Dartmouth, MA (October 2, 2013) -- A UMass Dartmouth ocean glider, aptly named Blue, was recovered in the late afternoon last week after completing its mission to study water properties in the Middle Atlantic Bight between Cape Cod to Cape Hatteras. Blue, recovered by a team from UMass Dartmouth's School for Marine Science & Technology (SMAST), ended its 21 day mission in which it saw-toothed its way to near-surface to near-bottom of the ocean around a triangular trajectory of about 555 kilometers.
Blue was part of a 5-glider fleet being deployed by the Mid Atlantic Regional Association Ocean Observing System (MARACOOS). The gliders' mission is to gather data on the coastal ocean environment so scientists can better understand the dynamics that affect ocean habitats. Blue was the first glider to deploy among the fleet. Led by Dr. Wendell Brown, an SMAST traveled out to Martha's Vineyard on September 6, 2013 to deploy the glider.
Blue has acquired data that defines the location of the eastern end of the Mid-Atlantic Cold Pool, which forms in late May, when the ocean surface warms and freshens, isolating the previous winter's cold water near the bottom-trapped Mid-Atlantic between Cape Cod to Cape Hatteras. Blue was also outfitted with an acoustic listening device that recorded especially-coded signals from a variety of tags that were mounted on numerous fish, including sturgeon, an endangered species.
"There is no question that the Glider Palooza results, with Blue's significant contributions, will improve our understanding and ability to forecast the state of the coastal ocean environment as well as several of its biologically-relevant characteristics," said Dr. Brown. "There is of course the probability that such a large-scale effort will lead to discoveries about the coast ocean."

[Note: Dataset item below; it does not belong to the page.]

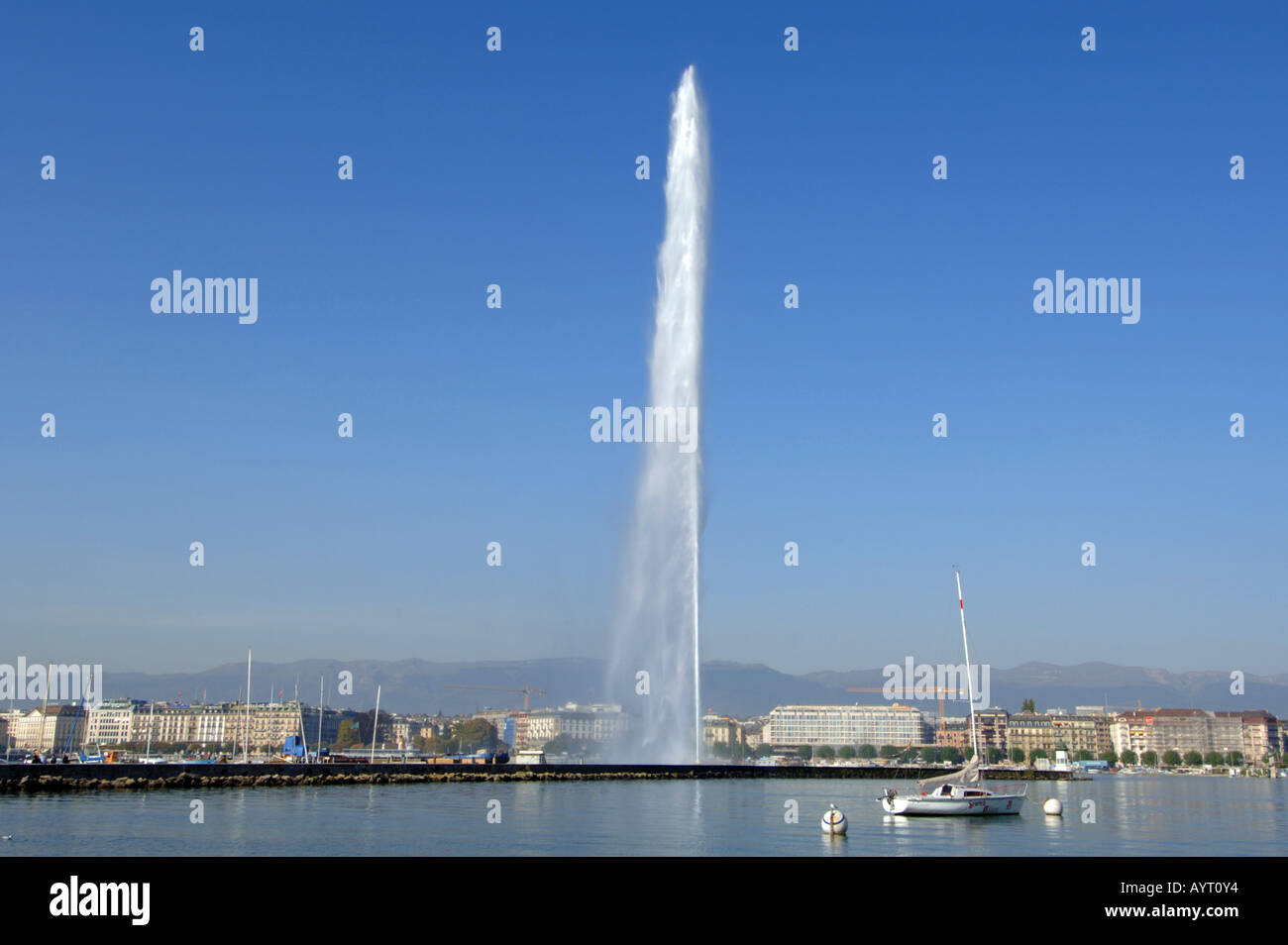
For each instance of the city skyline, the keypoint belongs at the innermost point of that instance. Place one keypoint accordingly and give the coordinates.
(472, 424)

As an example, Blue measured an unusual salinity structure in the Southeast corner of the triangle that may be a signature of a massive exchange event. Improved understanding of this event, may improve our ability to forecast the exchange of coastal ocean and deep ocean waters - something of interest to the fisheries community. In the coming months and years MARACOOS researchers will be analyzing Blue and Blue's fleet, which is making similar measurements off of Maryland, New Jersey, and the Gulf of Maine, and Nova Scotia.

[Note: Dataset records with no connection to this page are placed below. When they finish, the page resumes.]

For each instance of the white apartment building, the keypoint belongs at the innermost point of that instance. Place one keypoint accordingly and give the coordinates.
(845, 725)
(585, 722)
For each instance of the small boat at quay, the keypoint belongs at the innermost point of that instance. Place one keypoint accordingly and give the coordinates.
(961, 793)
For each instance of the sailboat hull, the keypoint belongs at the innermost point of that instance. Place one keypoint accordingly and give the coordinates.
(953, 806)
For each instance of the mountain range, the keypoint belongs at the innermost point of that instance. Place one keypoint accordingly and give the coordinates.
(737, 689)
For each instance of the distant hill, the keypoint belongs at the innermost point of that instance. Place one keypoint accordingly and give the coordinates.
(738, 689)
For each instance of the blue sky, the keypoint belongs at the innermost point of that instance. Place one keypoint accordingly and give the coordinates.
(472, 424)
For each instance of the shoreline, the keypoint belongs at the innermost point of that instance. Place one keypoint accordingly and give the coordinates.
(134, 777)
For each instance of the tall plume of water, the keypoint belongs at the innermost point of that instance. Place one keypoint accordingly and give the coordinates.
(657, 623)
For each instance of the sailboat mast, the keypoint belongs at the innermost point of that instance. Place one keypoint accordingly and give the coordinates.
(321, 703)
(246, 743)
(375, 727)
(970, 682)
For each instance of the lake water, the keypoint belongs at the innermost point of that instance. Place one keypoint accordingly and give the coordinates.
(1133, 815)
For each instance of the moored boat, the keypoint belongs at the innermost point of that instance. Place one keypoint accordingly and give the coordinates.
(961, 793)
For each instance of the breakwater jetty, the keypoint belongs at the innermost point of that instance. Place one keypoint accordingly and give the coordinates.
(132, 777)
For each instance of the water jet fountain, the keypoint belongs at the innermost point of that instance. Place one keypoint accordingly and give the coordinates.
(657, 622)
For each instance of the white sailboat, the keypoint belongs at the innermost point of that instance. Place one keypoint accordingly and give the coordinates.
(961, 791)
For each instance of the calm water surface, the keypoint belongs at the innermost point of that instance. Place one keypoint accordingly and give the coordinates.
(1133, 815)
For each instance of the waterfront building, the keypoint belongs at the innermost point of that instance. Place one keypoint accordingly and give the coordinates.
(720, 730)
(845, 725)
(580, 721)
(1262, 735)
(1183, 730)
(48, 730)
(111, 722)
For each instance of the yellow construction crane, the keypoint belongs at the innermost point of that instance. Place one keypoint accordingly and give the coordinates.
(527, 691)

The ocean glider is a 1.5 meter long cylindrical hull that contains a battery-powered, computer-controlled system to operate at sea while making a whole variety of independent ocean property measurements. These particular gliders are able to travel 500-600 km in 24 to 28 days. Typically they are programmed to surface every 3 hours at which time they obtain a GPS fix and transmit scientific and engineering data via satellite.